Intel Improves Retirement Plan – Demonstrates Strong Corporate Governance

intelbenefits

In a January 16, 2014 blogpost Parish & Company produced an analysis that suggested Intel should make a few significant changes to one of its key benefits, the retirement plan.   This was followed up with a specific recommendation to top management. Here is a link to the analysis:

The analysis included recommending that hedge fund investment be made “optional,”  rather than mandatory,  in Intel’s profit sharing plans managed by the company.   As reported in a August 30,2014 opinion column in the Oregonian by Brent Hunsberger, “Intel’s fund oversight committee decided to allow employees the option of moving company contributions into low-cost index funds beginning in January.”

See article here:  Intel Pension Plan Update

Parish & Company has theorized that many hedge and private equity funds are nothing more than tax deduction pyramid schemes, given that they receive most of their funding from  tax exempt pensions, both public and private, and endowments and are using creative accounting to move unusable tax deductions belonging to these tax exempt investors to themselves.
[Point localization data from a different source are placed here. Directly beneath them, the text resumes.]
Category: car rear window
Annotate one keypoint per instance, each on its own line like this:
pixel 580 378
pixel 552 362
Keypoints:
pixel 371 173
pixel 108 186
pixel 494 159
Investors should be particularly concerned about interaction with hedge and private equity firms because such firms are structured as partnerships and although the partnership structure is very flexible and ideal in many cases, once tax exempt investors are introduced, especially if such investors often account for more than 90 percent of a funds assets, the possibility of particularly creative accounting increases.

It is notably how dramatically superior Intel’s corporate governance system is to most leading corporations.  When an idea makes sense, whether generated internally or externally, they act.